Моим стихам, написанным так рано,
Что и не знала я, что я – поэт,
Сорвавшимся, как брызги из фонтана,
Как искры из ракет,
 
 
Ворвавшимся, как маленькие черти,
В святилище, где сон и фимиам,
Моим стихам о юности и смерти, —
Нечитаным стихам!
 
 
Разбросанным в пыли по магазинам,
Где их никто не брал и не берет,
Моим стихам, как драгоценным винам,
Настанет свой черед.[44]
 
   Много лет спустя она подтвердит, что была тогда права в столь высокой оценке собственного творчества, записав в Дневнике: «Я непоколебимо верую в свои стихи».[45]
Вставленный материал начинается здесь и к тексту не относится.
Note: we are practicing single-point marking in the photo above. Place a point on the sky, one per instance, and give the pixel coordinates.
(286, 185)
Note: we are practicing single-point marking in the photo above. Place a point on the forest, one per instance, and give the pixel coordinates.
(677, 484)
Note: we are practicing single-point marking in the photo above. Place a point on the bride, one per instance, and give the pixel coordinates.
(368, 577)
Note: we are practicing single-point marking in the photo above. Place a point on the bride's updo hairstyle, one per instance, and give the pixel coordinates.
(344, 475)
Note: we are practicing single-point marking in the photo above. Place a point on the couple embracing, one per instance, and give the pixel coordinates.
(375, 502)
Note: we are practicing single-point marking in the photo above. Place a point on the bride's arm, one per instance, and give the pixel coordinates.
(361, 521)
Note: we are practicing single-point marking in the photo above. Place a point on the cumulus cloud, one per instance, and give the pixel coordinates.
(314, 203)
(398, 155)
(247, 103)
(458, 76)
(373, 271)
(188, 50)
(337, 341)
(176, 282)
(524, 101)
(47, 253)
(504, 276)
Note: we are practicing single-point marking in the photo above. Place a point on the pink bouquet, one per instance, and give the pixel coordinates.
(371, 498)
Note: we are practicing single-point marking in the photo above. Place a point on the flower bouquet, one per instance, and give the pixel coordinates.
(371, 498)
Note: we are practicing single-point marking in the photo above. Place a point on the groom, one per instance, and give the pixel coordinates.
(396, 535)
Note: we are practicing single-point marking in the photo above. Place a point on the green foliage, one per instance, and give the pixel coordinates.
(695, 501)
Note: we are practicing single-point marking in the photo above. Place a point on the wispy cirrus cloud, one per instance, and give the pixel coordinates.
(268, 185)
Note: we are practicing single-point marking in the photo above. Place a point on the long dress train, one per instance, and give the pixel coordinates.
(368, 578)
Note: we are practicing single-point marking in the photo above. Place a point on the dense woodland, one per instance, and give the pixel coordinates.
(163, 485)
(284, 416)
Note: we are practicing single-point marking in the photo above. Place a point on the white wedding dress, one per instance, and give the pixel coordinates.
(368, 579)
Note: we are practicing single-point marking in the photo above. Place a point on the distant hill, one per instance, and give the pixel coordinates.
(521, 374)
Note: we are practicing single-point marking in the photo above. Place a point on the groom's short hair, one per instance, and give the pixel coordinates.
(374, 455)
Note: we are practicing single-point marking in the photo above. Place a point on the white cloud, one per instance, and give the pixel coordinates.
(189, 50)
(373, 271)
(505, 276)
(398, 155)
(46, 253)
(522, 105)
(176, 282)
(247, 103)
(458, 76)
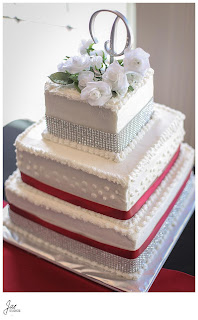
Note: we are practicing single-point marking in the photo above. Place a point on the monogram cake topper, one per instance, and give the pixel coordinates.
(109, 45)
(96, 74)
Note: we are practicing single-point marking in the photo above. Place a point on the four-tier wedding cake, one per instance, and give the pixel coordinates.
(97, 179)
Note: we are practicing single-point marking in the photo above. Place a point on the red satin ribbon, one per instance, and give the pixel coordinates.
(96, 207)
(102, 246)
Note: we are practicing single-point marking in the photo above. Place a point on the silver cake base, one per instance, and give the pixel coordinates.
(143, 284)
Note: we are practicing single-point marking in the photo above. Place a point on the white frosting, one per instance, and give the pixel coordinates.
(64, 103)
(59, 166)
(129, 234)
   Все в том же 1913 году выходит в свет третий сборник произведений Цветаевой, названный ею «Из двух книг». Сорок стихотворений из «Вечернего альбома» и «Волшебного фонаря» и всего одно новое – обращенное к Валерию Брюсову. Таким образом, можно сказать, что новая книжка почти в точности воспроизводит прежние, но это было бы неточно, поскольку специально для нее Марина пишет предисловие, которое представляет собою поэтическое кредо автора:
   «…Все мы пройдем. Через пятьдесят лет все мы будем в земле. Будут новые лица под вечным небом. И мне хочется крикнуть всем еще живым:
   Пишите, пишите больше! Закрепляйте каждое мгновение, каждый жест, каждый вздох! Но не только жест – и форму руки, его кинувшей; не только вздох – и вырез губ, с которых он, легкий, слетел… Записывайте точнее! Нет ничего не важного!.. Цвет ваших глаз и вашего абажура, разрезательный нож и узор на обоях, драгоценный камень на любимом кольце – все это будет телом вашей оставленной в огромном мире бедной, бедной души».[46]
   Эта – одновременно примитивная и метафизическая – обеспокоенность тем, чтобы привязать тайные движения мысли к неподвижности и к реальности предметов, окружавших поэта, была характерна для Марины Цветаевой на всем протяжении ее творческого пути. Стихотворения рождались под влиянием момента, который она вот сейчас переживала, событий, с которыми ей вот сейчас пришлось столкнуться, интеллектуальных веяний, модных в то или иное время. И тем не менее она не принадлежала ни к одному из литературных течений, ни к какому литературному цеху. Правда, она не принадлежала и себе самой. Ей часто казалось, будто стихи пишет не она сама, будто слова, срывающиеся с кончика ее пера, приходят откуда-то из иного мира, будто все, ею написанное, ей дано, как бы продиктовано. Но – кем? Агностик по характеру и воспитанию, Марина не уточняет этого. Просто говорит (и думает про себя), что именно от некоей высшей силы идут ее озарения: «Я всегда знала все – еще при рождении. У меня всегда было обо всем врожденное знание».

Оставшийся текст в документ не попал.